Defendant GM has now filed a Demurrer and Motion to Strike portions of the FAC.
B. Procedural¿¿
On September 13, 2024, Defendant, GM filed a Demurrer and Motion to Strike, with the hearing originally set for October 8. At the October 8 hearing, the Court permitted both sides to file further briefs to address the California Supreme Court’s recent decision in Rattigan v Uber Technologies, which in the Court’s view affected the Court’s resolution of the fraudulent concealment cause of action challenged by GM’s Demurrer. On October 21, 2024, Plaintiff filed opposition papers together with a Section 473(b) declaration of Mr. Carroll seeking leave to file the further briefing that had not been previously filed as permitted by the Court’s October 8 order. On October 21, 2024, GM filed a supplemental brief in support of its Demurrer and Motion to Strike. The Court grants Plaintiff relief from the mistake and has considered the tardy October 21 opposition brief as requested, even though it does not mention or analyze the Rattagan decision at all.
II. ANALYSIS
A. Demurrer
i. Legal Standard
A demurrer can be used only to challenge defects that appear on the face of the pleading under attack or from matters outside the pleading that are judicially noticeable. (Blank v. Kirwan (1985) 39 Cal.3d 311, 318.) “To survive a demurrer, the complaint need only allege facts sufficient to state a cause of action; each evidentiary fact that might eventually form part of the plaintiff’s proof need not be alleged.” (C.A. v. William S. Hart Union High School Dist. (2012) 53 Cal.4th 861, 872.) For the purpose of testing the sufficiency of the cause of action, the demurrer admits the truth of all material facts properly pleaded. (Aubry v. Tri-City Hospital Dist. (1992) 2 Cal.4th 962, 966-967.) A demurrer “does not admit contentions, deductions or conclusions of fact or law.” (Daar v. Yellow Cab Co. (1967) 67 Cal.2d 695, 713.)

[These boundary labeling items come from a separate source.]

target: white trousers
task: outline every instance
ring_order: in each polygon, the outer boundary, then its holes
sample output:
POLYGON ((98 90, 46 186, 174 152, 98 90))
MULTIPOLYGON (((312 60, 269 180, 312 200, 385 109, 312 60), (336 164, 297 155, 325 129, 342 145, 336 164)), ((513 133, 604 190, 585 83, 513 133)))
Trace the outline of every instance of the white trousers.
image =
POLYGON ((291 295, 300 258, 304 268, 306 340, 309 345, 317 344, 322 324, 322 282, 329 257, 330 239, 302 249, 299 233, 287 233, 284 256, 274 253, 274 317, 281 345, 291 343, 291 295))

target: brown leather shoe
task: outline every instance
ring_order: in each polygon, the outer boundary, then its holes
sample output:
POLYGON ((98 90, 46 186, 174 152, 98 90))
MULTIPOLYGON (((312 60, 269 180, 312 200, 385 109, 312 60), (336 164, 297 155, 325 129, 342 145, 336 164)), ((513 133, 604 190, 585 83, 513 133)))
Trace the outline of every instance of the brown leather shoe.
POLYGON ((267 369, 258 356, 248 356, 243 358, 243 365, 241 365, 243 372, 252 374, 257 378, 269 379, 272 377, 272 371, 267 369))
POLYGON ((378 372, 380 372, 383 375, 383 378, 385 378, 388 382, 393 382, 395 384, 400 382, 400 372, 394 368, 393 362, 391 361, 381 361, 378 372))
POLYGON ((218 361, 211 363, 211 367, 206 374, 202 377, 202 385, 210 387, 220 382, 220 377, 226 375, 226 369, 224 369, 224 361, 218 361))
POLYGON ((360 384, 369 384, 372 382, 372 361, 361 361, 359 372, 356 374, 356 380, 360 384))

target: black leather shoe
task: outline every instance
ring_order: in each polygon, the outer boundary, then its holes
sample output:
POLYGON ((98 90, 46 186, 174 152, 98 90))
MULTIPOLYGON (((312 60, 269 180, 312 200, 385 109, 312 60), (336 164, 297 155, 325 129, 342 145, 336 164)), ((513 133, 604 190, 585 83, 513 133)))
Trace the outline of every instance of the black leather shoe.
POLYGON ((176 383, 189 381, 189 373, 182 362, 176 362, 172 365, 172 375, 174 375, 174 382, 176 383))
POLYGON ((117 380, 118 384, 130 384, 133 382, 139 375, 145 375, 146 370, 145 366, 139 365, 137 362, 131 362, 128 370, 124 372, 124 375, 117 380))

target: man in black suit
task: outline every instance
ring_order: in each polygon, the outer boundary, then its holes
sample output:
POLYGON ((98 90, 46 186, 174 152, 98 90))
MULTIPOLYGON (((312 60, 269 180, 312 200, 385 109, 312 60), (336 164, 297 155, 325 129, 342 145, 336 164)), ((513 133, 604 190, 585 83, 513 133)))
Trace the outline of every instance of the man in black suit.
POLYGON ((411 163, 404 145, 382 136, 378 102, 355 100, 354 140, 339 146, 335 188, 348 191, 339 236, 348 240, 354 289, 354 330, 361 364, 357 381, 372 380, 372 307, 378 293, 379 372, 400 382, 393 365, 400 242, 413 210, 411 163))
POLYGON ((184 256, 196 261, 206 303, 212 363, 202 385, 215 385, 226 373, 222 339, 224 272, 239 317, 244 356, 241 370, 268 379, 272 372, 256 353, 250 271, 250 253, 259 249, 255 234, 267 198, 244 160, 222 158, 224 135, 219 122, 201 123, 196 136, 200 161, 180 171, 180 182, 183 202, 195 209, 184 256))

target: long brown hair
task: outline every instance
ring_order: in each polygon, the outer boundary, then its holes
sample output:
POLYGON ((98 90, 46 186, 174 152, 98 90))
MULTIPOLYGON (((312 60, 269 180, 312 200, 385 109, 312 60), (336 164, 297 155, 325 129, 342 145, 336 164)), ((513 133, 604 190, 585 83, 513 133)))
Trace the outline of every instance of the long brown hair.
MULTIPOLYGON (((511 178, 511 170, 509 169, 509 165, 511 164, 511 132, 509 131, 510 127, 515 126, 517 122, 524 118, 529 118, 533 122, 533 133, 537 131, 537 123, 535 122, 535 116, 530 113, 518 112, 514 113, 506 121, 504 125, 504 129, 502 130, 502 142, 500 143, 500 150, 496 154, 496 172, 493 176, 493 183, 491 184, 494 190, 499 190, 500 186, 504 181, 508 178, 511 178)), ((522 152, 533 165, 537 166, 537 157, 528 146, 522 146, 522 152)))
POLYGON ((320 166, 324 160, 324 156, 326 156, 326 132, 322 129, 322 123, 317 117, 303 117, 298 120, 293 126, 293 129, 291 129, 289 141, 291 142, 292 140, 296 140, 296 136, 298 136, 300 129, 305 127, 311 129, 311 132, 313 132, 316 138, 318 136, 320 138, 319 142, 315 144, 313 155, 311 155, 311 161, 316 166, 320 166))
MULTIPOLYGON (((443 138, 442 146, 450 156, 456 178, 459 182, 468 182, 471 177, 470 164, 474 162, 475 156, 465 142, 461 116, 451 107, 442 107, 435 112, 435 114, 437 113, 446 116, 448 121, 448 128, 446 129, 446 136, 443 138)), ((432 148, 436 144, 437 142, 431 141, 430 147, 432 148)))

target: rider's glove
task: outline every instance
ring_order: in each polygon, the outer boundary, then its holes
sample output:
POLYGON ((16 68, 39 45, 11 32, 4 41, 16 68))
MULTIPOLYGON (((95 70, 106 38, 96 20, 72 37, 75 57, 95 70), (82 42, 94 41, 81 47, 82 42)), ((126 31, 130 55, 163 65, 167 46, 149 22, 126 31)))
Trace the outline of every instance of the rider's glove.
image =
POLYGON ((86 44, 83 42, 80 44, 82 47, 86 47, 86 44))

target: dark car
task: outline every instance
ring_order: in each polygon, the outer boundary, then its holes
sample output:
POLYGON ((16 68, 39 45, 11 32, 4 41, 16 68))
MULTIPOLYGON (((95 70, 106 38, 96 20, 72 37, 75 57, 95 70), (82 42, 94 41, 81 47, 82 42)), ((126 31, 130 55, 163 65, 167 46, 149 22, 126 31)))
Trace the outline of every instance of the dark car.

A pleading is uncertain if it is ambiguous or unintelligible. (Code Civ. Proc., § 430.10, subd. (f).) A demurrer for uncertainty may lie if the failure to label the parties and claims renders the complaint so confusing defendant cannot tell what he or she is supposed to respond to. (Williams v. Beechnut Nutrition Corp. (1986) 185 Cal.App.3d 135, 139, fn. 2.) However, “[a] demurrer for uncertainty is strictly construed, even where a complaint is in some respects uncertain, because ambiguities can be clarified under modern discovery procedures.” (Khoury v. Maly's of California, Inc. (1993) 14 Cal.App.4th 612, 616.)¿¿
ii. Meet and Confer Efforts
The declaration of Ryan Kay, Esq. (“Kay”), is offered in support of counsel’s compliance with Code of Civil Procedure section 430.41. Kay declares that on September 3, 2024, prior to filing the Demurrer and Motion to Strike, counsel met and conferred telephonically with Plaintiff’s counsel regarding the pleadings. (Declaration of Ryan Kay (“Kay Decl.”), ¶ 2.) However, Kay contends that after the discussions, the parties remained at an impasse. (Kay Decl., ¶ 2.) Thus, this Court finds that the meet and confer requirements have been met.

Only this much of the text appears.